On 6 March, Dr. Holger Neuhaus, director Research and Development at SolarWorld Industries GmbH in Freiberg, will present a large silicon monocrystal to Prof. Dr. Gerhard Heide, Director of the Geoscientific collection at the TU Bergakademie Freiberg (The University of Resources). Worth around EUR 5,000, the crystal column will serve as demonstration material for academic research and teaching.

“We are delighted and grateful to receive this sizeable gift,” says the TU Mineralogy Professor on the subject of the new exhibit. The University of Resources has been collecting geoscientific objects since its establishment in 1765. Today, the TU owns over a million scientific samples which are accessible to the general public at the ‘Terra Mineralia’ centre at Freiberg’s Freudenstein castle and at the neighbouring ‘Deutsche Minerale’ permanent exhibition, among other places.
The silicon monocrystal will be exhibited at the Institute of Inorganic Chemistry in the Clemens-Winkler building. It will primarily serve as an illustrative teaching material for chemistry and applied sciences students. “The silicon monocrystal is a great asset to add to our teaching collection of around 1,500 inorganic chemical compounds,” says Prof. Edwin Kroke whose research at the University of Resources focuses, among other subjects, on silicon chemistry and chemical material science in the silicon field.
“The crystal could be cut into more than 6,000 silicon wafers which could be incorporated into solar modules with an electrical output of around 40,000 kilowatts. This output covers the annual electricity requirement of more than ten households,” explains SolarWorld’s Dr. Holger Neuhaus.

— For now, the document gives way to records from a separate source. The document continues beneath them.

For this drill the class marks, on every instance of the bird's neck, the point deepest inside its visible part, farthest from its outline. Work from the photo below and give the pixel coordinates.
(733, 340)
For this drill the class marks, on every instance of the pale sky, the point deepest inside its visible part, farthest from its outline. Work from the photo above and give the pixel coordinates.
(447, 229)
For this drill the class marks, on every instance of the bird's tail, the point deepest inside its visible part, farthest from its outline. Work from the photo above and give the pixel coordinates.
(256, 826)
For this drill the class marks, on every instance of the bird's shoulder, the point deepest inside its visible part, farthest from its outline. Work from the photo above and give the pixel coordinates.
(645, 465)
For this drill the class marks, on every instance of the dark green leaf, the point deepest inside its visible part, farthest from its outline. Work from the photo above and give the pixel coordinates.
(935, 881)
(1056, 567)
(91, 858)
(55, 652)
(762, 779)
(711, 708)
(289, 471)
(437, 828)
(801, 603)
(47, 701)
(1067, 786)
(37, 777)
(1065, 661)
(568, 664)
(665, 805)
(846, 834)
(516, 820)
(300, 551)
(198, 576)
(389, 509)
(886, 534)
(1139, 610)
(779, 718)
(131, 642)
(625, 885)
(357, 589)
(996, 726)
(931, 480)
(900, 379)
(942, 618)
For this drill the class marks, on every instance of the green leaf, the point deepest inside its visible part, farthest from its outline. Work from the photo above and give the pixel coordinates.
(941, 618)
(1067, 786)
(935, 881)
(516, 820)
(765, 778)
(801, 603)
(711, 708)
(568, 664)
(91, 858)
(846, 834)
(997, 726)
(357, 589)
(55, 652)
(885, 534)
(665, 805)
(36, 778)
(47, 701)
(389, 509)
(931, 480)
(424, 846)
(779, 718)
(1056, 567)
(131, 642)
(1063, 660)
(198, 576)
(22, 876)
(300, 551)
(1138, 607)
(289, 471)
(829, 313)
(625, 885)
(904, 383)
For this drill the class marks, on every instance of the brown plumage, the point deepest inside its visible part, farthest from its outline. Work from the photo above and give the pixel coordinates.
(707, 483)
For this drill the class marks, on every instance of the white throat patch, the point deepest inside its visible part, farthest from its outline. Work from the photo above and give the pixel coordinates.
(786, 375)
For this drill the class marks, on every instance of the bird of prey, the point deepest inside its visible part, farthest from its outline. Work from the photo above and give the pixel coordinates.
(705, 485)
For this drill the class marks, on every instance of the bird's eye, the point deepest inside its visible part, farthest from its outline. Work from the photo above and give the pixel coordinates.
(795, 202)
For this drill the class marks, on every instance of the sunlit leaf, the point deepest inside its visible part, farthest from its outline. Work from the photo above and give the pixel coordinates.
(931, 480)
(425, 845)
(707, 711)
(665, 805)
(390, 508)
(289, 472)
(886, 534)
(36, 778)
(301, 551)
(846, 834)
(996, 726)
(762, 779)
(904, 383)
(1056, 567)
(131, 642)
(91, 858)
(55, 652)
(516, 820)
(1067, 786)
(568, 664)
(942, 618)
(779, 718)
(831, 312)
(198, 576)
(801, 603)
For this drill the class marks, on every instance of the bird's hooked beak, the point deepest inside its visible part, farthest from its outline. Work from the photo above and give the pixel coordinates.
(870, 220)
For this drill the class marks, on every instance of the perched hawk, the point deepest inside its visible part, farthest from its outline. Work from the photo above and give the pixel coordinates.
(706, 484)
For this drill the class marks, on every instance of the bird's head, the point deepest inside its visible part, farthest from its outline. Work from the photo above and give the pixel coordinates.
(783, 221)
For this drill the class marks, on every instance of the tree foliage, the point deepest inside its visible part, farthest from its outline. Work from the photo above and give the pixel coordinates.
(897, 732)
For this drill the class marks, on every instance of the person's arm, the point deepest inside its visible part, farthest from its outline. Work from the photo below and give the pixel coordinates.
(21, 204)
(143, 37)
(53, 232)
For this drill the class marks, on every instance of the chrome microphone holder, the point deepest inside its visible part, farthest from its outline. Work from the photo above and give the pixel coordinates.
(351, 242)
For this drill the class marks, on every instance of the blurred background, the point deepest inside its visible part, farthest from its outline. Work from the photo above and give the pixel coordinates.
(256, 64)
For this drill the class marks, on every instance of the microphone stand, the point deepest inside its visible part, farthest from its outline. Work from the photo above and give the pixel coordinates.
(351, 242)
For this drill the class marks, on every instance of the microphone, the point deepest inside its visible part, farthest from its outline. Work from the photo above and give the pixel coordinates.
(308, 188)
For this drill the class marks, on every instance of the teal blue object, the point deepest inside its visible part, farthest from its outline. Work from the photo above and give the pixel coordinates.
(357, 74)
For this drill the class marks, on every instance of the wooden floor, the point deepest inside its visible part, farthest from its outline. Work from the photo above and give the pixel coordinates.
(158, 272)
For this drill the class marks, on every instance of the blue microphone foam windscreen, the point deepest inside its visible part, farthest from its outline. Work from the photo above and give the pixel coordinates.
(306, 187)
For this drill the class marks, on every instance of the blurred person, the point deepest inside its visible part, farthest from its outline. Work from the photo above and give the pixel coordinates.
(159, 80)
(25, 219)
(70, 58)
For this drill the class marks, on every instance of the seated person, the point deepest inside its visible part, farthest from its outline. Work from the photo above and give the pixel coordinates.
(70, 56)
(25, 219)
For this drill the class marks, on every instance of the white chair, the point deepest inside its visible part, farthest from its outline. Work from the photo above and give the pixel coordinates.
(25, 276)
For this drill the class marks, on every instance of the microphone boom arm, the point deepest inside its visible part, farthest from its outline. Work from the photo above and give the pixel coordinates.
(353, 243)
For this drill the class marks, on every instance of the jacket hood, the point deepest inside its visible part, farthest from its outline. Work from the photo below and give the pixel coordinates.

In Freiberg, SolarWorld Industries GmbH processes monocrystal solar modules which are made from silicon solar cells. The basic material of the crystal consists of ultrapure silicon which is melted at a temperature of 1,400 degree Celsius. As a next step, a nucleus measuring one millimetre is dipped into the melted silicon. The crystal then forms around the nucleus, growing into a pillar with a diameter of more than 20 cm, a length of two metres and a weight of over 170 kg. The silicon crystal is then cut into thin slices to produce the wafers.